Glinka Elena M
, Voljskii bulvar 95, 3/244, Moscow, 109125, Russia,
Tumour Biol. 2015 May;36(5):3147-57. doi: 10.1007/s13277-015-3360-z. Epub 2015 Apr 1.
Cancer gene therapy vectors are promising tools for killing cancer cells with the purpose of eradicating malignant tumours entirely. Different delivery methods of vectors into the cancer cells, including both non-viral and viral, as well as promoters for the targeted expression of genes encoding anticancer proteins were developed for effective and selective killing of cancer cells without harming healthy cells. Many vectors have been created to kill cancer cells, and some vectors suppress malignant tumours with high efficiency. This review is focused on vectors bearing genes for nucleases such as deoxyribonucleases (caspase-activated DNase, deoxyribonuclease I-like 3, endonuclease G) and ribonucleases (human polynucleotide phosphorylase, ribonuclease L, α-sarcin, barnase), as well as vectors harbouring gene encoding ribonuclease inhibitor. The data concerning the functionality and the efficacy of such vectors are presented.

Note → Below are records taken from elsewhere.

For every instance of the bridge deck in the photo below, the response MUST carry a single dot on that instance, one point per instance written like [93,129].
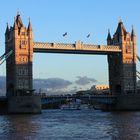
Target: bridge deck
[77,48]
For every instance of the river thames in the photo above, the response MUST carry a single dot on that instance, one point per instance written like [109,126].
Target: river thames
[71,125]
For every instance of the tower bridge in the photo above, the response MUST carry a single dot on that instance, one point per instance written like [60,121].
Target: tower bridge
[120,51]
[77,48]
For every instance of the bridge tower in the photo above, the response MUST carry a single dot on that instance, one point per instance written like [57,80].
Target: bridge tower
[19,66]
[19,69]
[122,66]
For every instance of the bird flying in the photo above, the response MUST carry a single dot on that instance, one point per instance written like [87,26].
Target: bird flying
[65,34]
[88,35]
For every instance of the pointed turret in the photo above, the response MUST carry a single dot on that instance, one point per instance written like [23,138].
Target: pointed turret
[109,40]
[7,29]
[109,35]
[15,24]
[19,21]
[29,26]
[133,32]
[121,29]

癌症基因治疗载体是有望彻底根除恶性肿瘤的杀死癌细胞的工具。为了在不损害健康细胞的情况下有效且选择性地杀死癌细胞,人们开发了多种将载体导入癌细胞的方法,包括非病毒和病毒方法,以及用于靶向表达编码抗癌蛋白的基因的启动子。已经创建了许多用于杀死癌细胞的载体,并且一些载体能够高效抑制恶性肿瘤。本综述聚焦于携带核酸酶基因的载体,如脱氧核糖核酸酶(半胱天冬酶激活的脱氧核糖核酸酶、脱氧核糖核酸酶I样3、核酸内切酶G)和核糖核酸酶(人多聚核苷酸磷酸化酶、核糖核酸酶L、α-肌动蛋白、芽孢杆菌RNA酶),以及携带编码核糖核酸酶抑制剂基因的载体。文中呈现了关于此类载体的功能和功效的数据。